Since the first ACEs research was published about 20 years ago, new technologies, ways of thinking, and interdisciplinary partnerships have emerged that revealed key answers to an age-old debate: nature vs. nurture. ACEs research has given us a new understanding of how adversity becomes intergenerationally embedded and how resilience can create striking improvements in people's lives. To better understand the impact of ACEs knowledge in improving the outcomes of children with hearing loss, check out these key takeaways from our application and training in the area of adverse childhood experiences.2
1. Where it all began. The original ACE study began in an obesity clinic in San Diego in 1985. For over five years, Vincent J. Felitti, MD, the chief of Kaiser Permanente's revolutionary department of preventive medicine, had been mystified as to why half of his patients who needed to lose 200 to 600 pounds would drop out after one year in the program. He interviewed approximately 200 patients who dropped out of the obesity clinic's program. He saw the emergence of patterns, including childhood sexual abuse and other childhood events that affected the patients’ health as adults.3 To date, over 50 peer-reviewed articles on the ACE study have been published.1
2. The ACEs questionnaire. The ACEs questionnaire, developed from Filetti's initial interviews, has been widely used in related studies that aim to shed light on the long-term impact of ACEs in adults. The questionnaire is 10 yes-or-no questions related to 10 types of preventable experiences that occur within the first 18 years of a person's life. These questions include five categories of household dysfunction, three categories of abuse, and two categories of neglect.3-5
3. Accumulation of ACEs. Between 1995 and 1997, Robert Anda, MD, a medical epidemiologist with the Centers for Disease Control and Prevention (CDC), partnered with Filetti to initiate a large research study of more than 17,000 participants who were followed for over 15 years.6 According to Jane Ellen Stevens, the founder and editor of ACEsTooHigh.com, this was the “largest, most important public health study you never heard of.”7 This was the first time that researchers looked at the effects of several types of trauma rather than the consequences of just one. One significant conclusion was the accumulation of ACEs categories, which showed that the higher the number of categories reported by an individual, the greater this population's risk for mental, physical, behavioral, and productivity challenges in adulthood.5,6
4. ACEs are more common than we know. ACEs are common in all socioeconomic groups. About 67 percent of the study participants experienced one or more types of ACEs; of these, over 25 percent had three or more, and over five percent experienced six or more ACE types. ACEs tend to cluster—where there is one category, there are likely others. Of the ACE study participants who experienced one ACE category, 87 percent experienced others and over 50 percent experienced four or more.3
5. ACEs have long-lasting effects. ACEs have a dose-response relationship with many health problems. As researchers followed participants over time, they discovered that a person's cumulative ACEs score has a strong, graded relationship with numerous health, social, and behavioral problems throughout their lifespan, including substance use disorders. Furthermore, many problems related to ACEs tend to be comorbid.4 An ACEs score of greater than four is considered to be the tipping point for prediction of future problems.6
6. ACEs affect brain development.

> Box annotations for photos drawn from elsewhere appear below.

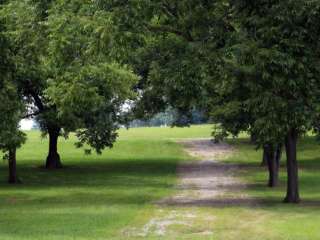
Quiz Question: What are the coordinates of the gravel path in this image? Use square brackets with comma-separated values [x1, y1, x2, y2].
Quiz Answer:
[126, 139, 254, 238]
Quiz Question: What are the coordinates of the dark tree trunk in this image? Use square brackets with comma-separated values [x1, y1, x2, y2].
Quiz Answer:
[276, 144, 283, 167]
[284, 129, 300, 203]
[261, 145, 268, 167]
[265, 145, 279, 187]
[8, 148, 19, 184]
[46, 127, 62, 169]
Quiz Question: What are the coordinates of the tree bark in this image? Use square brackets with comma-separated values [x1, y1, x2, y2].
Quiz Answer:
[265, 144, 279, 187]
[284, 129, 300, 203]
[46, 127, 62, 169]
[8, 148, 19, 184]
[261, 146, 268, 167]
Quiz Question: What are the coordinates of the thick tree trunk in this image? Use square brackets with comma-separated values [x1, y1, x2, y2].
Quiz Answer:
[46, 127, 62, 169]
[265, 145, 279, 187]
[284, 129, 300, 203]
[8, 148, 19, 184]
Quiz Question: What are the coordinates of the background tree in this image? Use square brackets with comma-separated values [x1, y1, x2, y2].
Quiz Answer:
[0, 15, 25, 183]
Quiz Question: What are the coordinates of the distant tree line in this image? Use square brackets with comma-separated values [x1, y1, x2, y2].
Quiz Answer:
[0, 0, 320, 203]
[129, 108, 209, 127]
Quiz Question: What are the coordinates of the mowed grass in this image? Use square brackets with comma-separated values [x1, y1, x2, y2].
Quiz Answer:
[0, 125, 211, 240]
[0, 125, 320, 240]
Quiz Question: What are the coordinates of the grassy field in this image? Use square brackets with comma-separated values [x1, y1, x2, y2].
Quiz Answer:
[0, 125, 320, 240]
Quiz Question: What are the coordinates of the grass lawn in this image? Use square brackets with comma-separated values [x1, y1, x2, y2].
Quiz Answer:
[0, 125, 320, 240]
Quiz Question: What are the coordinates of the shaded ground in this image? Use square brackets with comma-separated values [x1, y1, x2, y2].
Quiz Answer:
[122, 139, 255, 237]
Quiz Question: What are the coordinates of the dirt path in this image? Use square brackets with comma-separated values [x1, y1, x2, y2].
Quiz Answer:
[124, 139, 254, 237]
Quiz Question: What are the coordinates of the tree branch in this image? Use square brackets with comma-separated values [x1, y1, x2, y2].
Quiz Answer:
[147, 25, 194, 42]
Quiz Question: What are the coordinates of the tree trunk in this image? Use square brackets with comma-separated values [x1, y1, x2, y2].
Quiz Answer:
[265, 145, 279, 187]
[261, 146, 268, 167]
[8, 148, 19, 184]
[284, 129, 300, 203]
[46, 127, 62, 169]
[276, 144, 283, 168]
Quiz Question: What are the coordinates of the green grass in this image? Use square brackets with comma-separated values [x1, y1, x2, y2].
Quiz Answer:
[0, 125, 320, 240]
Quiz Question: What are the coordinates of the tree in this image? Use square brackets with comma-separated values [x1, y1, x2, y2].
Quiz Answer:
[220, 0, 320, 203]
[3, 0, 137, 168]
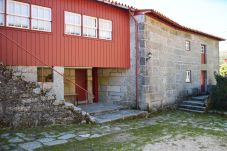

Human brain development is sequential, beginning in utero and by the time of birth, necessary capabilities for survival are in place, including regulation of internal functions and the ability to suck and swallow. The brain's size and function are shaped by experiences during childhood.3 “The stress of severe and chronic childhood trauma–such as being regularly hit, constantly belittled, watching your father often hit your mother–releases hormones that physically damage a child's developing brain.”8 Fight, flight, or freeze hormones flood when a person or child is in danger. These same hormones become toxic when they are turned on for too long for example, with frequent or prolonged ACEs.7,9
The development of executive function extends well into the second decade of life, and can also be negatively affected by ACEs. Imagine how this plays out with a young mother whose child is diagnosed with hearing loss, and this mother has consistent difficulties with problem-solving, attending appointments, and advocating for her child.
7. Relationships heal. The parents of babies and children with hearing loss are the most powerful people for reducing ACE scores, and have the most potential for changing the trajectory of the public's health in the next generation. It requires a skilled specialist in ACEs to be able to talk with parents about how their ACE histories may be affecting their lives and influencing their parenting.7,10
8. Shift your perspective. As clinicians, we shouldn't ask, “What's wrong with you?” Instead, we should ask, “What happened to you?” The ability of a person to recognize responses to a stressful situation and knowing his or her ACEs score is the first step. When we avoid talking about ACEs, we may inadvertently be sending a message that people should be ashamed of their childhood experiences.2
Provide opportunities to validate the family experiences of our patients and their families. The validation does not mean agreement, but a way of being present for patients and their family members. Validation is listening 100 percent, providing accurate reflection of what you heard, articulating what a person might be feeling or sensing, and practicing radical genuineness. This suggests that you are meeting patients and their families as equals and that you believe they can solve any issue involving their young child with hearing loss.
Commit to and engage with a reflective practice. The ability to reflect on one's actions helps engage in a process of continuous learning. It's also a way of studying our experiences to improve the way we work with families.11-13
9. Where do we turn? If you find yourself concerned about ACEs in the child or family you're working with, refer them as soon as possible to a licensed clinical social worker (LCSW) who is trained in helping individuals with ACEs develop resilience. Be intentional in developing relationships with providers in your area who are familiar with providing intervention for children and families with a history of ACEs. Keep in mind that we are responsible for helping break the cycle of ACEs and contributing to resilience.2
10. Be the change. Maya Angelou said it best: “Do the best you can until you know better. Then when you know better, do better.” Challenge yourself professionally to gain training in ACEs. Challenge your team to contribute to resiliency in any way possible. Cultivate relationships with related professionals to positively affect the outcomes for children with hearing loss. Assess the impact that your personal ACEs may have on your audiology practice. Reach out and speak up for the most vulnerable.
1. Wolfe, J., Smith, J., Elder, T., & Roberts, E. (2015). The Powerful Influence of Infant Mental Health on Hearing Loss. The Hearing Journal
, 68(12), 19. doi:10.1097/01.hj.0000475867.05465.82.
2. NEUROSCIENCE EPIGENETICS ADVERSE CHILDHOOD EXPERIENCES RESILIENCE (NEAR) Toolkit: Addressing ACEs in Home Visiting by Asking, Listening and Accepting Version 2 | January 2016 Prepared by Region X ACE Planning Team.
3. Felitti, V. J., Anda, R. F., Nordenberg, D., Williamson, D. F., Spitz, A. M., Edwards, V.,… Marks, J. S. (1998, May). Relationship of childhood abuse and household dysfunction to many of the leading causes of death in adults. The Adverse Childhood Experiences (ACE) Study. Retrieved from https://www.ncbi.nlm.nih.gov/pubmed/9635069
8. Davies, D. (2011). Child development a practitioners guide. New York, NY: Guilford.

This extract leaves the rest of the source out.